Let me give you an example of what can happen if you decide to wait. My father worked hard to provide for his family. It wasn’t until I was an adult, living on my own, that I understood the cost of raising a family, of living in this world (and that money didn’t grow on trees). We weren’t rich, we weren’t poor, but we never wanted for anything. We had the opportunity to travel — not extensively or luxuriously — but enough to not feel sheltered or uncultured. My father loved to travel and play golf. As his retirement neared, he said that travelling and playing golf would fill his days. A year and a half into his retirement (he was fifty-five when he retired), he was diagnosed with stage 3 pancreatic cancer and given about six months to live. He fought, fought hard to live … to travel, play golf, and do what he loved. My father passed away at age fifty-eight, eighteen months after his diagnosis.
Strike Out Now
Yes, strike out now … just because you can, and that can yield fantastic results. Let me give you an example. At the beginning of 2018, I didn’t make any resolutions. I haven’t done that for over a decade. On 1 January, I woke up sick — sore throat, nasal congestion, and upset stomach. The cold lasted for about two weeks. Tired, feeling crappy and unusually irritable, I decided on 17 January that I was done with alcohol. No more drinking (I didn’t drink much, anyway).
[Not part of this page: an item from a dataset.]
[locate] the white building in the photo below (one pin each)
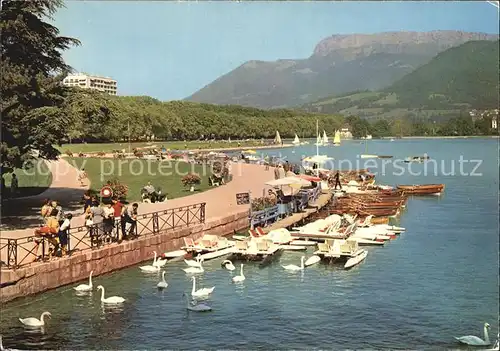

No more cooking with alcohol. My goal was to quit cold turkey. And I’ve been sober for more than 223 days. Together with running and paying closer attention to what I eat, I’ve lost twenty pounds. My energy level is up. I’m sleeping better. But I didn’t wait for the beginning of the next week or month to go sober. I started that day, a Wednesday, and didn’t look back.
Yes, I can’t stress it enough. Now is the time to begin. Do it. Now!